連合を最大の支持母体とする民主党政権は、派遣期間の制限を免れるために専門26業務を装う違法派遣が散見されるとして、昨年2月から全国の労働局を通じて企業に対する監督・指導を強化している。こうした当局の姿勢も、産業界で派遣社員を正社員化する流れにつながっているようだ。
自動車業界ではトヨタ以外にも、日産自動車も昨年10月から事務系の派遣社員を順次、契約社員に切り替えている。契約期間は最長2年11カ月。同社は09年に東京労働局から労働者派遣法に違反したとして是正指導を受けており、直接雇用することで従業員の管理を徹底する考えだ。

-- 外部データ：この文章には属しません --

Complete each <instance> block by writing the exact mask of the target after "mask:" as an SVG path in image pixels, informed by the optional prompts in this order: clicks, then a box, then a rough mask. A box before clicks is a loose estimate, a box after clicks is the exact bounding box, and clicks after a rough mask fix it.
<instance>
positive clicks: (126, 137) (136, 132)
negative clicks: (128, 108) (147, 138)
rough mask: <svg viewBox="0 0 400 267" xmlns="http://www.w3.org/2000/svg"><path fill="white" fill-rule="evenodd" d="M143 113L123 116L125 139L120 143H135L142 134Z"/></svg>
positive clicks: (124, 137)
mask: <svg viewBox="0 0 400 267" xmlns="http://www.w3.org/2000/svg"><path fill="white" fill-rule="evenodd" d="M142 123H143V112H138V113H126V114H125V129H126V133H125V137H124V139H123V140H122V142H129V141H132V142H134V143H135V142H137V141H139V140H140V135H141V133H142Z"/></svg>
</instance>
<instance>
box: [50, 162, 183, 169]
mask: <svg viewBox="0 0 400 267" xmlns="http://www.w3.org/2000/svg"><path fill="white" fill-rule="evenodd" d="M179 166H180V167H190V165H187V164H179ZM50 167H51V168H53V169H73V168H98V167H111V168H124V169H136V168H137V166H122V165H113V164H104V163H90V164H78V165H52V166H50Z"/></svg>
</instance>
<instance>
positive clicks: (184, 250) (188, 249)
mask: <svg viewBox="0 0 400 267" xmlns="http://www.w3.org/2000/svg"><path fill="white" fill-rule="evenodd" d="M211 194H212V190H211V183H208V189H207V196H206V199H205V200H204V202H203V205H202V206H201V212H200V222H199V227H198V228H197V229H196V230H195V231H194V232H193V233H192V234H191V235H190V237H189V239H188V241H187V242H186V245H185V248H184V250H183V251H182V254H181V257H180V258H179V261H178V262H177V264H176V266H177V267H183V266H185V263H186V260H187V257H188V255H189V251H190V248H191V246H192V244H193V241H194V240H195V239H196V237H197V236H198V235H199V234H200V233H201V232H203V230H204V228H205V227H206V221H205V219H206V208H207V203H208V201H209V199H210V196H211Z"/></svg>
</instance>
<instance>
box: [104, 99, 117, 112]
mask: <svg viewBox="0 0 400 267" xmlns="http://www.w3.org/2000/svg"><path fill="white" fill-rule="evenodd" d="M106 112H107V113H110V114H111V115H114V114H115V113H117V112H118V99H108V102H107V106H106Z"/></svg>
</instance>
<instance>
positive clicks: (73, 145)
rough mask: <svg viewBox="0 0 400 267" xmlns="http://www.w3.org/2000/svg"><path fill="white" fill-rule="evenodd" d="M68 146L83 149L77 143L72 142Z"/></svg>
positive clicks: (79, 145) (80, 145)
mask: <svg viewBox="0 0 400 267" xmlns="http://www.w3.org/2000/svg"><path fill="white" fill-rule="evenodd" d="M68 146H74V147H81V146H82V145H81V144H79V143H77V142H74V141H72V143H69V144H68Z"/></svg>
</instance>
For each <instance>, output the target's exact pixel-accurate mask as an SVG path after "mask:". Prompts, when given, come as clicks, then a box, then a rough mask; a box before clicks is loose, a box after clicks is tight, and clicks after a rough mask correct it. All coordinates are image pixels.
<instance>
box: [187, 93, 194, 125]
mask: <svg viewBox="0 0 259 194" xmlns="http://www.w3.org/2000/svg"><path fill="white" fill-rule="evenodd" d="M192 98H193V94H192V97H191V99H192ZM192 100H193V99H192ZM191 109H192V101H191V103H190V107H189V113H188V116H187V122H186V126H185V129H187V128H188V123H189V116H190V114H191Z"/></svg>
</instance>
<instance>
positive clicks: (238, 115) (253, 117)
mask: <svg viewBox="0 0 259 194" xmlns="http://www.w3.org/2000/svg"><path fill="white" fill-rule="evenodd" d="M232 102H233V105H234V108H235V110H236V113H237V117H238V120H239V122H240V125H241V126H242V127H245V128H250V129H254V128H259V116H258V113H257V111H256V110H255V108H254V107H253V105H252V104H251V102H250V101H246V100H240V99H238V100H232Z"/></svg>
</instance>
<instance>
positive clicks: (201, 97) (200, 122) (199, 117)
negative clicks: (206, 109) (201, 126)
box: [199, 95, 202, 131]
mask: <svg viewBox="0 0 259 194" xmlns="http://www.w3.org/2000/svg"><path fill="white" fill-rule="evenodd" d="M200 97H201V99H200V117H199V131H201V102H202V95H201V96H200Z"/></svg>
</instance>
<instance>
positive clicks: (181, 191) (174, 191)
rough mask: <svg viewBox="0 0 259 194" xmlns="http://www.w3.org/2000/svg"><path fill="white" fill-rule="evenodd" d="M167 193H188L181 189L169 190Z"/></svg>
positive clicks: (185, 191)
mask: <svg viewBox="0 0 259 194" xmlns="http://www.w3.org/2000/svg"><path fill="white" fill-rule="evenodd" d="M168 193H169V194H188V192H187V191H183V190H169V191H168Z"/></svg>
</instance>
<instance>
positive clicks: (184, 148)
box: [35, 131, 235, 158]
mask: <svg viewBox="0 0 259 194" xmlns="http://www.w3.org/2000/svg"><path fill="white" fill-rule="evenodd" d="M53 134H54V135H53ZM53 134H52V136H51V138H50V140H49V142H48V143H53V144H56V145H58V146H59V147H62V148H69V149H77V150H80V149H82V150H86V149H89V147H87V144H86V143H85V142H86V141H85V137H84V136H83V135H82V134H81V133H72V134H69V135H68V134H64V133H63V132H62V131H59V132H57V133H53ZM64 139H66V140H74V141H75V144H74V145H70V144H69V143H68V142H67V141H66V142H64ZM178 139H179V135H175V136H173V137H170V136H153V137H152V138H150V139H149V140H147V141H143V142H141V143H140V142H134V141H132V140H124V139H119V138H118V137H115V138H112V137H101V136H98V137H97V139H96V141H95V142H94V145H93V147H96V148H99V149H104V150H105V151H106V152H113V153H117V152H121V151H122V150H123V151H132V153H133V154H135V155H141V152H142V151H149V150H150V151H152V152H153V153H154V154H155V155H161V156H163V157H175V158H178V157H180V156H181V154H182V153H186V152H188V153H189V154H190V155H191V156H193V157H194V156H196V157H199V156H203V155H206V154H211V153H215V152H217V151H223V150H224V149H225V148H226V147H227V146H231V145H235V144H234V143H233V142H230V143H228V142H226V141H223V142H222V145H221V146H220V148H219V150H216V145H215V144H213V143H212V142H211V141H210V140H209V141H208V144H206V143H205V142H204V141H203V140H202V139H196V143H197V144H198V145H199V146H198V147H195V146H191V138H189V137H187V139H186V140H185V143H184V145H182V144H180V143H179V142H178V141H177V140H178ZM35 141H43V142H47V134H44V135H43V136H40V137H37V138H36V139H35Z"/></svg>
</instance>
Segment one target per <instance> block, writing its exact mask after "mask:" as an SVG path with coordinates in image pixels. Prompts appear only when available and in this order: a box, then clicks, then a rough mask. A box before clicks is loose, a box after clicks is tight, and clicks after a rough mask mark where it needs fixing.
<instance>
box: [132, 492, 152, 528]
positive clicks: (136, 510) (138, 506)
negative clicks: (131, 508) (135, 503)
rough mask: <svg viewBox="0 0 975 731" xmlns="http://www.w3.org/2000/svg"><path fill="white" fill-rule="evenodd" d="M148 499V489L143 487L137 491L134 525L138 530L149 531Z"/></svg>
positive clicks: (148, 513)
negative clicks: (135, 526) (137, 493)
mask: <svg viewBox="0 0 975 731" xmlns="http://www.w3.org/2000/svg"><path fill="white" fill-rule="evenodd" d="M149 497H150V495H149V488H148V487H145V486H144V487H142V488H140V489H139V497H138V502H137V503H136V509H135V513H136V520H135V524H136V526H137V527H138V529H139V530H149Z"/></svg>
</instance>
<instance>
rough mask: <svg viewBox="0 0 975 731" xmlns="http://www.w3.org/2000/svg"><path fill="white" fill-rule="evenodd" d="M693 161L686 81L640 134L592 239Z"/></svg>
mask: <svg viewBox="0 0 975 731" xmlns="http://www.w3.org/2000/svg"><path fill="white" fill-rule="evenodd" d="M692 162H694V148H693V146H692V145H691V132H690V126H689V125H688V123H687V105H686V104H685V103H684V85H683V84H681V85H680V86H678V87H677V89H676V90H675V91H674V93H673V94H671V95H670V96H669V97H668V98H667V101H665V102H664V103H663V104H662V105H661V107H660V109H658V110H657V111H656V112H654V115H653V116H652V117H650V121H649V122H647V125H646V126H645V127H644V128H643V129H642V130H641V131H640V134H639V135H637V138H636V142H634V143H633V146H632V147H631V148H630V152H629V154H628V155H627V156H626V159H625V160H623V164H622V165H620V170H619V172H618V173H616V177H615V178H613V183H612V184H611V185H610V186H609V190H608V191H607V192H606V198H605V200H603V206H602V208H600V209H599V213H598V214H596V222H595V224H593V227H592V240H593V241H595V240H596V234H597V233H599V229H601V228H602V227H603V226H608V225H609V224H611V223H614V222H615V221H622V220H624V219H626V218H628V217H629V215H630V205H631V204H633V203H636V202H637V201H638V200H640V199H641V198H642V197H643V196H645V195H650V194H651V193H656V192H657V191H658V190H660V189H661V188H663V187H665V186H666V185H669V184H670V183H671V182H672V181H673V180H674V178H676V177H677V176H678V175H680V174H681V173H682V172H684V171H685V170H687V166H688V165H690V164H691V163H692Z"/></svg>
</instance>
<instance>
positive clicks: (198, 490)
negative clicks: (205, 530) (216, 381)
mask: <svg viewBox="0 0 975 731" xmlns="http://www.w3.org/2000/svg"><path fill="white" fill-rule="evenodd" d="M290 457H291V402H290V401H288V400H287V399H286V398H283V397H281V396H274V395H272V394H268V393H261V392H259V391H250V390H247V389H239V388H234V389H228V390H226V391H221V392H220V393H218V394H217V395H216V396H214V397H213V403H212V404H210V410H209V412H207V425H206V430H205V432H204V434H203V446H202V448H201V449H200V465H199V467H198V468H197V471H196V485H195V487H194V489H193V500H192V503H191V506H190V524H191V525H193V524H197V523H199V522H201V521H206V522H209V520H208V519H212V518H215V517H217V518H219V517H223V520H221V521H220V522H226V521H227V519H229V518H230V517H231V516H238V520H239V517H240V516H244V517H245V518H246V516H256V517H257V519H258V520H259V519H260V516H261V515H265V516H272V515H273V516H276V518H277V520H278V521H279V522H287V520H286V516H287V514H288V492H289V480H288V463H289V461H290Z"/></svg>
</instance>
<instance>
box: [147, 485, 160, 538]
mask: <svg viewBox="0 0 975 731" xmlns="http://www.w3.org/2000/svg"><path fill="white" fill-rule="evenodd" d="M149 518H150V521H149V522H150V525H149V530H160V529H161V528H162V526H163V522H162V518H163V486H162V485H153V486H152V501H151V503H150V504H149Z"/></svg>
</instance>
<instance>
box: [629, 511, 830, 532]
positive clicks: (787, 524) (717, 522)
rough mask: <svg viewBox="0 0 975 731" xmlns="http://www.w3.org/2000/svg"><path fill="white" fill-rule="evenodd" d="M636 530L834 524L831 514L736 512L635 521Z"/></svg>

また、民主党政権は仕事がある時だけ雇用契約を結ぶ「登録型派遣」や、「製造業派遣」の原則禁止を盛り込んだ労働者派遣法改正案の成立を目指している。同法案が成立した場合には、企業は派遣社員の活用についてさらなる見直しを迫られそうだ。(1/5 日本経済新聞)
一つ前とは対照的な記事ですね。
記事にあるとおり既に多くの企業で直接雇用への切替えが進んでいますが、その多くが契約社員を中心とした有期雇用であるのに対して、トヨタは「正社員」雇用です。政府は「適正化プランの徹底が正社員雇用を生み出した事例」として喜ばしく受け取っていることでしょう。
私も派遣ビジネスを経験する中で、「なんでもかんでも派遣で・・・」という企業が年々増えていくことに違和感を感じることが少なからずありました。右肩上がりの状況の中で自浄努力を怠った派遣業界にも責任はあると思います。